Мария провожала меня до остановки. По дороге я спросила ее про транспорт 6 октября. Она пообещала написать все, что помнит. Говорить трудно. Значит, правильно, что вечером не спросила. Она хоть душу отвела, рассказывая про свою жизнь, не все же с песиком беседовать!
Письмо от Марии ждало меня в Иерусалиме. Она написала его сразу, как только вернулась домой.
«…Вечером 5 октября нас погрузили в поезд, не в скотовоз, а в очень хороший. Правда, из-за вещей в вагоне было тесно. Нас было 1550 человек, в основном женщины и дети. Еще матери с младенцами, которые родились в Терезине. Это мы сочли добрым знаком – не станут же немцы убивать грудных детей! Мы верили, что едем в новый лагерь, к отцу. Беспокоились только за вещи. На всякий случай мы надели на себя все, что только можно, и очень страдали от жары, тем более что погода стояла теплая. На терезинском перроне нам велели снять с шеи номера. Какая радость – значит, мы больше не числа. Рано утром 6-го поезд тронулся в путь. Каждому на дорогу дали батон хлеба и что-то вроде колбасы. Мы думали, что вечером уже будем на месте. Где это место, никто не знал, и все постоянно об этом говорили. Иногда мы ненадолго засыпали и тут же просыпались в испуге, все было как-то странно. Когда поезд останавливался, мы наполняли водой бутылки или кружки. Пробираться в уборную через тюки и чемоданы было настоящей мукой.
А поезд все шел, сначала в направлении Дрездена, затем дальше. Ночью поезд остановился в каком-то городке. Мы слышали звук разрывающихся снарядов, видели полыхание огня. Прежде мы никогда не видели бомбардировки. Если бы в наш поезд попали, о раненых никто бы не позаботился. В конце концов мы с Соней уснули, а поезд все ехал… Польша. Куда мы едем? Явно не туда, куда отправили мужчин.

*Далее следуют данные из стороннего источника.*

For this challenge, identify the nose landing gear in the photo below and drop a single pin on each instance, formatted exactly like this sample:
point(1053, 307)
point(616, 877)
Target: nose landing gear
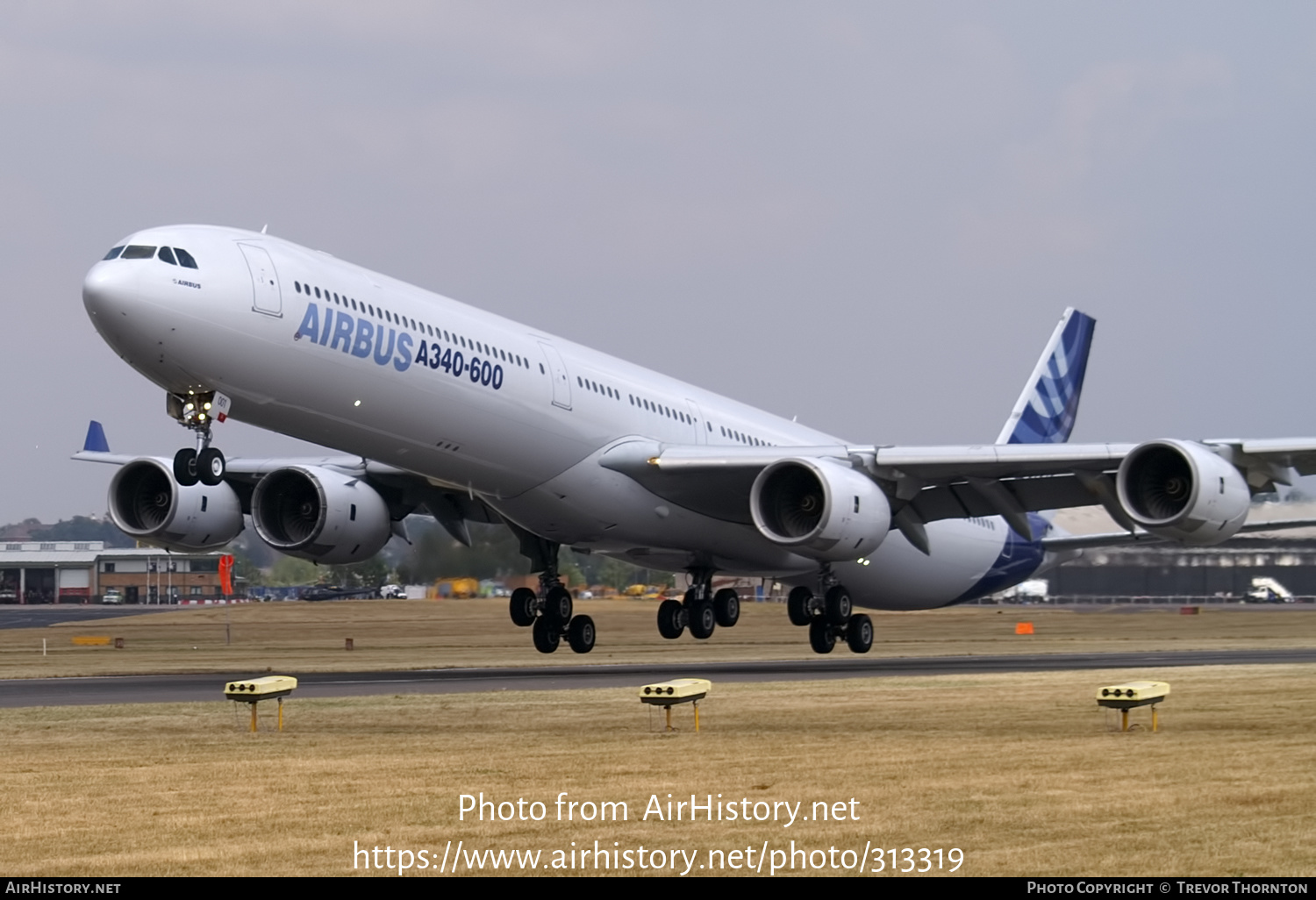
point(197, 412)
point(829, 618)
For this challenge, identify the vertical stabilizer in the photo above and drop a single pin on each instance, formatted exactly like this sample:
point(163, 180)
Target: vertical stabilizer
point(1048, 407)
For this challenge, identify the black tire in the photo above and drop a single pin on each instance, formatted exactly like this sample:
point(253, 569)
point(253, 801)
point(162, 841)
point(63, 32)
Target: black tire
point(581, 634)
point(858, 633)
point(839, 605)
point(821, 637)
point(211, 466)
point(669, 618)
point(703, 620)
point(523, 607)
point(557, 605)
point(184, 468)
point(726, 607)
point(547, 636)
point(797, 605)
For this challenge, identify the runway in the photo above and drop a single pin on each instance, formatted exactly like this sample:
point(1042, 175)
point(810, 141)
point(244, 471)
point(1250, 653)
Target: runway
point(189, 689)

Может, они в лагере у Дрездена?
Сообщение, которое принес кто-то из уборной, было для всех страшным ударом. Там, на стене, за грудой вещей, было накарябано “Освенцим”. Все бросились утешать друг друга; многие, в том числе и я, про Освенцим никогда не слышали. Мама начала сомневаться в том, что в Освенциме мы встретимся с папой.
На чешской и немецкой территории нам давали пить, а в Польше – нет, якобы вода отравлена тифом.
Было воскресенье, 8 октября. Транспорт прибыл в Освенцим в полдень. На перроне стояли вооруженные эсэсовцы с собаками. Мы и вздохнуть не успели, как налетели заключенные в полосатой одежде, стали отпирать двери вагонов и орать: “Вон, быстро вон! Оставить вещи на месте, они пронумерованы, все получите потом!” С испугу мы с Соней выронили рюкзаки, а мама – сумочку, и так мы вышли… Мы были в первом вагоне. Не прошло, как мне казалось, и десяти минут, как мы очутились перед группой эсэсовцев, на селекции. Менгеле показал на меня и еще на одну девушку – направо. Я остановилась, мама стала просить его, чтобы он отпустил меня с ними. Но он закричал на нее: «Вон!» Я обернулась и увидела их в последний раз. Сонечка плакала, я слышала ее плач, когда они уходили. Там, между рядами колючей проволоки, шла дорога…»
Лето, 1998. Грундлзее. У Эдит Крамер.
Неподвижное озеро стиснуто горами. Луна еще за хребтом, ее свет обрисовывает контуры темных зубчатых гор. Эдит на каноэ, работает веслом, взбалтывает тяжелую черную воду. Мы плывем, а вернее, скользим по озерной глади концетысячелетней ночи. И вдруг резкий свет – луна обрушивается на острия вершин, выбрасывает на воду белый ковер; мы берем курс на млечный путь.
Вернувшись из дальнего путешествия, мы растапливаем изразцовую печь, вешаем мокрые вещи на спинку стула и отправляемся в погреб за шнапсом.